Even with three jobs and occasional financial assistance from my mom, I was always looking for a way to earn a little more money, so I once asked Tom if he needed any else at his store. He hired me. I don't know if he really needed another person, since he already had his son Tom Jr., his Swedish wife, and three lesbians in boots and flannel shirts, or if he was just helping me out.

Tom's was halfway down the block on Sixth Street, a rough stretch in a rough neighborhood. Even though Tom didn't sell liquor, he still got plenty of junkies and street people coming into the store. When the junkies had no money for dope they'd buy candy, since sugar in large quantities mimics the action of heroin and provides some relief from the jones, apparently. Shoplifting was always a problem.

The first day I started at Tom's, one of the women showed me the layout of the store and the back room. Rather than teach me how to work the register or stock the shelves, she taught me the security procedures. She pointed out the locations of the mirrors, and how to use them to monitor the customers at all times. Then she walked me around the store and showed me all the hidden weapons that the staff used to beat up shoplifters: a crowbar, a baseball bat, and a hammer. In case all that wasn't enough, Tom kept a shotgun and a .357 magnum pistol behind the counter.

"But we don't shoot the shoplifters of course," the girl explained to me. "We beat them up with the ball bat. We don't bother reporting it to the police because it happens so often that we'd spend all our time filling out reports, and the cops would get sick of it too. Just give them a few good whacks with the bat so that they know not to try it again."

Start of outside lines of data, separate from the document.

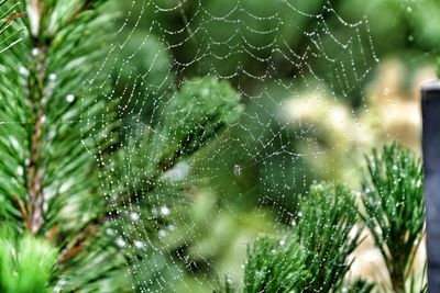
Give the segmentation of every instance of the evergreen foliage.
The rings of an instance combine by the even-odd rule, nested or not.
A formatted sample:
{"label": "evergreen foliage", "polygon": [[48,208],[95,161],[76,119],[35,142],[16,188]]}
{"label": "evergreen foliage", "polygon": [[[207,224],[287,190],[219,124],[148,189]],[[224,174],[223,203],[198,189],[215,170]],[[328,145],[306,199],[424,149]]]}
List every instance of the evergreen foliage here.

I did work there one day, but the second day I told Tom that it was not the right job for me. It's not that I was afraid for my safety. I'd spent a lot of years in rough environments. I just didn't want to be in a position of having to beat up homeless people, junkies and crazies. I didn't need that kind of karma or emotional energy.

Some time later I read an article about Tom in the newspaper. It was one of those community interest pieces, describing how Tom had stayed in the neighborhood for so many years, working with the local merchants to bring about positive change. The article listed some of the challenges that Tom faced in that neighborhood. I learned that he had been forced to use that shotgun behind the counter more than once. Between he and his son they had shot five people over the years, and killed two, all in self defense.

Even after I'd moved to Oakland, I used to go to San Francisco for business or to check my P.O. box, and I always made it a point to go to Tu-Lan for lunch. One day I saw that Tom's had closed down. Tom had once told me that his wife had land in the countryside back in Sweden, and his dream was to move back there and sit on the porch with his wife, drinking lemonade and listening to the birds. I hope he is doing that now, just as I am doing it here in the lovely town of El Valle de Anton, Panama.